Take a moment and reflect on the past few board meetings, and on the past few conflicts. Take a moment to honestly ask yourself where you may fall short, and where your church may fall short.

Political vs. Spiritual Leadership in the Church
Political Spiritual
1 Prefers man-made traditions over the Bible in solving church problems. Seeks God’s mind in all things (2 Tim. 3:16-17).
2 Resists Biblical teaching on divisive topics for fear of conflict. Seeks God’s mind in all things (2 Tim. 3:16-17).
3 Deals with problems by going to votes. Deals with problems by confronting the heart (Heb. 4:12-13, Rom. 15:14).
4 Forms alliances and factions to promote agenda (James 4:1-4). Power is in numbers. Seeks God’s mind, even if having to be taught by the one who opposes you on an issue. Power is in God.
5 Hides agenda and resists openness. Offers up one’s life and decisions for examination (2 Cor. 4:2).
6 In problem situations seeks to bind the conscience of the Christian to man-made documents. Seeks to not bind the conscience of the Christian to man-made documents but to the Bible alone (Mat. 4:4).
7 Exegetes man-made documents when conflicts arise. Exegetes the Bible when conflicts arise.
8 Seeks to solve conflicts by appeasement and compromise. Seeks to solve conflicts by faith and repentance to clear biblical principles.
9 Avoids the heart issues and struggles by storing up accusations for public meetings. Deals with heart issues and struggles of fellow sinners first (Gal. 6:1, Mat. 18:15ff).
10 Willing to accomplish agenda while bypassing biblical principles (Mat. 7:12). Changes agenda when biblical principles are threatened (Mat. 7:12).
11 Stores up offenses (real and imagined) for political gain. Removes anger from one’s own heart because it is the more evil (Mat. 7:3-5).
12 Views those in authority with suspicion whose power needs to be curbed. Views with submission those in authority whose power is granted by God (1 Thess. 5:12-13, Heb. 13:17).
13 Does not seek to understand problems first, but rather to make political gain by casting problems in a self-advantageous light.
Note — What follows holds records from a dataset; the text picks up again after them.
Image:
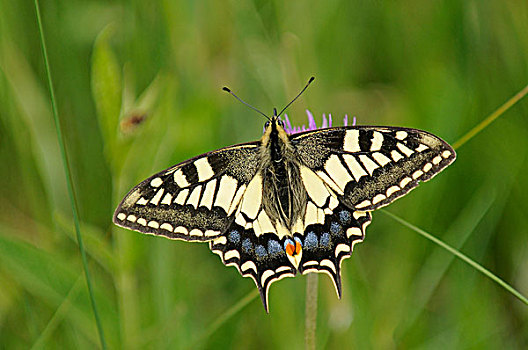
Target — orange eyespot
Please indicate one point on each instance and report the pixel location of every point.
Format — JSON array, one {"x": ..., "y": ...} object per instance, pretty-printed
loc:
[
  {"x": 293, "y": 250},
  {"x": 290, "y": 249},
  {"x": 298, "y": 247}
]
Seeks to solve problems within biblical guidelines, seeking facts first, speaking to all involved people first, all the while looking at how to apply the Bible (Gal. 6:1, Mat. 18:15ff).
14 Seeks security in man-made methods. Seeks security in God’s pattern in the Scripture.
15 Creates a heart of self-righteousness and self-vindication. Creates a heart of humility and fear of the Lord.
16 Seeks to create peace by compromise. Seeks to create peace by righteousness (James 3:18).
17 Qualified by popular election to serve. Qualified by God’s Word to serve (1 Tim. 3:1-15).
18 Promotes territoriality instead of servanthood (i.e., protecting a board). Promotes servanthood instead of territoriality.
19 Resists and criticizes Scriptural teaching that confronts political structure. Seeks God’s mind in all things (2 Tim. 3:16-17).
20 Resists and criticizes Scriptural teaching that confronts the sins that the political structure covers up. Confronts the sins that the political structure covers up (Mat. 14:3-4).
21 Uses political means to take away oversight ministry. Confronts wrongdoing to take away oversight ministry (1 Tim. 5:17-22).
22 Resents and resists personal confrontation. Welcomes personal confrontation (Mat. 5:3).